Gallbladder carriage generates genetic variation and genome degradation in Salmonella Typhi

Abstract

Despite recent advances in typhoid fever control, asymptomatic carriage of Salmonella Typhi in the gallbladder remains poorly understood. Aiming to understand if S. Typhi becomes genetically adapted for long-term colonisation in the gallbladder, we performed whole genome sequencing on a collection of S. Typhi isolated from the gallbladders of typhoid carriers. These sequences were compared to contemporaneously sampled sequences from organisms isolated from the blood of acute patients within the same population. We found that S. Typhi carriage was not restricted to any particular genotype or conformation of antimicrobial resistance genes, but was largely reflective of S. Typhi circulating in the general population. However, gallbladder isolates showed a higher genetic variability than acute isolates, with median pairwise SNP distances of 21 and 13 SNPs (p = 2.8x10-9), respectively. Within gallbladder isolates of the predominant H58 genotype, variation was associated with a higher prevalence of nonsense mutations. Notably, gallbladder isolates displayed a higher frequency of non-synonymous mutations in genes encoding hypothetical proteins, membrane lipoproteins, transport/binding proteins, surface antigens, and carbohydrate degradation. Specifically, we identified several gallbladder-specific non-synonymous mutations involved in LPS synthesis and modification, with some isolates lacking the Vi capsular polysaccharide vaccine target due to the 134Kb deletion of SPI-7. S. Typhi is under strong selective pressure in the human gallbladder, which may be reflected phylogenetically by long terminal branches that may distinguish organisms from chronic and acute infections. Our work shows that selective pressures asserted by the hostile environment of the human gallbladder generate new antigenic variants and raises questions regarding the role of carriage in the epidemiology of typhoid fever.

Fig 1. The phylogenetic structure of gallbladder and acute S. Typhi isolates collected between 2007 and 2010.

Rooted maximum likelihood tree (S. Paratyphi A used as an outgroup to root the tree and pruned for visualization) based on core-genome SNPs of 120 S. Typhi isolates with the corresponding metadata: genotype, gyrA mutation.
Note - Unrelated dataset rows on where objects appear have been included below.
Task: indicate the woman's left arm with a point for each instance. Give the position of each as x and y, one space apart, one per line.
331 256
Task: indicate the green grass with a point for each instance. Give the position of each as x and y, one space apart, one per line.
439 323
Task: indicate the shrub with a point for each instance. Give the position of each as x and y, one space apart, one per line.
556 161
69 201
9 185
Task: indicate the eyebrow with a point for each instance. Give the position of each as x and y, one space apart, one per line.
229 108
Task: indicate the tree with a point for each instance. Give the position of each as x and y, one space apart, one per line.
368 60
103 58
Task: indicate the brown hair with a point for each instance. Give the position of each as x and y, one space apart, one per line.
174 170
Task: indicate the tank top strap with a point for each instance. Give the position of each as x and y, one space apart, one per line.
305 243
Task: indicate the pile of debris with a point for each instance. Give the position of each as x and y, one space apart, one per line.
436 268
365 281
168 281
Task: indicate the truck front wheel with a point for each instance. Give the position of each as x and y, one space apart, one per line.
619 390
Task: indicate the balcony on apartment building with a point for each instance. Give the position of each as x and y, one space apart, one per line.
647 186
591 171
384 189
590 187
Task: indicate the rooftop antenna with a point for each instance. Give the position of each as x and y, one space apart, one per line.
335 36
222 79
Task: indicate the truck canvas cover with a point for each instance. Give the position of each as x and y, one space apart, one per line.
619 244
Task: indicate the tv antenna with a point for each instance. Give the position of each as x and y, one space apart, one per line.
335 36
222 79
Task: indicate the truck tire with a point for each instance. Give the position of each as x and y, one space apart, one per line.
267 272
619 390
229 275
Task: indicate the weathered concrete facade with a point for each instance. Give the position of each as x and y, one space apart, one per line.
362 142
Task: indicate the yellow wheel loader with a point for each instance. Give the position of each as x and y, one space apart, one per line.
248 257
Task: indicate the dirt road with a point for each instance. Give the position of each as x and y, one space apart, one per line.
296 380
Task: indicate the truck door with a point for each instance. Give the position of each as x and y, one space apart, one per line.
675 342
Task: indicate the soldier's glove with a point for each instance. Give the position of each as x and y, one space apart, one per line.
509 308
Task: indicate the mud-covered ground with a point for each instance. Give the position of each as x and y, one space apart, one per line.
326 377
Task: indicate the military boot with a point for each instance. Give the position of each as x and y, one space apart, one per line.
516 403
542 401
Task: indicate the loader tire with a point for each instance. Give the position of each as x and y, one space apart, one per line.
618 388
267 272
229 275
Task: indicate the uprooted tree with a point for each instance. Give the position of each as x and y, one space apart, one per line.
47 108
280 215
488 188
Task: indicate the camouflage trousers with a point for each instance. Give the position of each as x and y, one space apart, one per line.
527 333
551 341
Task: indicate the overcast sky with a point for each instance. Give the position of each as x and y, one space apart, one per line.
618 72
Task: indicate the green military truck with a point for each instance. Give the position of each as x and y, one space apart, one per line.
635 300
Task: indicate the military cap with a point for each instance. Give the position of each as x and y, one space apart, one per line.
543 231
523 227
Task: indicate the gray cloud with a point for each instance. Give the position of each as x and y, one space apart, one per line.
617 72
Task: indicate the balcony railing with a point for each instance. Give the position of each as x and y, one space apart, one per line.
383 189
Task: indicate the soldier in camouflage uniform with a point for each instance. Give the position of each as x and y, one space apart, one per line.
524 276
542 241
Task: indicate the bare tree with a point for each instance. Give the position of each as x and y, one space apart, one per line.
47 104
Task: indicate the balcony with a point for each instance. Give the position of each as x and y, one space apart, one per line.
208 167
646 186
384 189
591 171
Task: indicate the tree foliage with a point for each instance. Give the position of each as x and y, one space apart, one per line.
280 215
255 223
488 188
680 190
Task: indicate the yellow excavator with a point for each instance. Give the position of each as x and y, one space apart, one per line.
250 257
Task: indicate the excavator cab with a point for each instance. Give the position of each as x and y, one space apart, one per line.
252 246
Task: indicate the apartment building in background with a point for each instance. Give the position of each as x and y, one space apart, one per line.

Gallbladder and acute isolates are shown as red and dark circles at the terminal nodes, respectively. Acute isolates originating from importation are also highlighted by turquoise circles at the terminal nodes. Terminal branches leading to gallbladder isolates are highlighted in red. Red triangles show gallbladder isolates associated with unusually long terminal branches.

Fig 2. The Distribution of nearest phylogenetic distances of gallbladder and acute H58 isolates over the study period.

Each circle represents the phylogenetic distance from each isolate to its nearest neighbour on the phylogenetic tree. The error bar represents the average phylogenetic distance to the nearest neighbour (± standard deviation) for acute H58 isolates. Gallbladder and acute isolates estimated to have originated from chronic carriers are labelled with their corresponding strain names.

Fig 3. Functional classes of Salmonella Typhi genes associated with the highest prevalence of gallbladder-specific nonsynonymous SNPs versus acute-specific nonsynonymous SNPs.

Functional classes are shown on the outermost circle. Four circles from the middle represent 5–10–15–20 percent of the cumulative percentage of functional classes. Red and blue blocks are representatives of gallbladder and acute isolates, respectively.